Title: Underwater Acoustic Communications in the Arctic
Abstract:
The effects of climate change are accelerating the loss of ice in the Arctic and as a result there is a need to understand the processes that drive the changes in ice cover and thickness, and to do so at range scales of meters to hundreds of kilometers. Further, the reduction in the amount and extent of ice has encouraged expanded tourism and industrial activities that may result in the need for under-ice exploration and survey by autonomous vehicles. Unfortunately, unlike in temperate climates, ice-cover precludes easy access to the surface for both GPS navigation and Iridium communications, thus there is a need for a replacement that will allow command and control, plus geo-referenced data collection by unmanned underwater vehicles (UUVs).
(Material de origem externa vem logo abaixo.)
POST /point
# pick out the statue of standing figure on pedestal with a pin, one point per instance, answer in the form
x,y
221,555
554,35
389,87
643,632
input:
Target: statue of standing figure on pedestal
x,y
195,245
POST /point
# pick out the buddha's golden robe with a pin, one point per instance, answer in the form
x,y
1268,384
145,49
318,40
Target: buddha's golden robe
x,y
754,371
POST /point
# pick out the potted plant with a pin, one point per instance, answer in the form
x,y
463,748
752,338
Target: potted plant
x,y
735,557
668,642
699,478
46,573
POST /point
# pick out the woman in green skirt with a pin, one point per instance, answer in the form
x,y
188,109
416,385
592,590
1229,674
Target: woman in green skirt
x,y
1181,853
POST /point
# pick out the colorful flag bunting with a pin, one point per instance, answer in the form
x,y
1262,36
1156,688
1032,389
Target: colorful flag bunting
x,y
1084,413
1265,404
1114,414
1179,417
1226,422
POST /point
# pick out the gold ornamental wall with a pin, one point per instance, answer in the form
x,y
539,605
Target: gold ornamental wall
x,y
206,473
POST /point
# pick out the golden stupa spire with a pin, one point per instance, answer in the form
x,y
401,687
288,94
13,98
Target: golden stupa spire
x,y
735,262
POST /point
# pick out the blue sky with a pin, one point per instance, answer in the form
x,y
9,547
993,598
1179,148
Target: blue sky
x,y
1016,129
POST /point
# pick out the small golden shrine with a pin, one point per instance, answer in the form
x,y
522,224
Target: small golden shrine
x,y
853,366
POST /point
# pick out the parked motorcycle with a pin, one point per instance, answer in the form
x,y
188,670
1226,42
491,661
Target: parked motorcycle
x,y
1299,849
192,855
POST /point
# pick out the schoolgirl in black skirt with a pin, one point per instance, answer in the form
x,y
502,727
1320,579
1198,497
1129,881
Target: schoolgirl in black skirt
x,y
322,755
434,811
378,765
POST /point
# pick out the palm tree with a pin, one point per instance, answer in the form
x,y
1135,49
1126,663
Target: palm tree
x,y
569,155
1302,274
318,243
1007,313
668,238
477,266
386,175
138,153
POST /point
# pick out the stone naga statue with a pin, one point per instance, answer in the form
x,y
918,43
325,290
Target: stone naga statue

There are multiple range scales that are important for UUV operations and these depend on the persistence, sensors and spatial scale of the mission. In addition, there are many different Arctic regimes as well, each with a different feasible propagation range. There are at least four distinct Arctic and under-ice propagation environments, Central, Beaufort, continental shelf and shore-fast, though with seasonal and location-dependent variability. The Central Beaufort has rough (though decreasingly so) ice with downward refracting propagation, which limits range at practical frequencies. The Beaufort has a shallow acoustic duct, minimizing surface interaction and providing ranges of hundreds of kilometers. The Arctic continental shelf, at least north of Alaska, can seasonally support long ranges when low frequencies are used, while in shore-fast ice conditions in Alaska or Greenland the maximum range is highly dependent on ice type and bathymetry and varies from hundreds of meters to at least 30 km as achieved recently in Greenland.
The talk will review the missions that UUVs have done and will soon do in the Arctic, present the acoustic conditions in the different environments, and show results from multiple experiments. In addition, some of the practical issues associated with traveling and working in the Arctic in Alaska, Greenland and Norway will be illustrated in photos and video.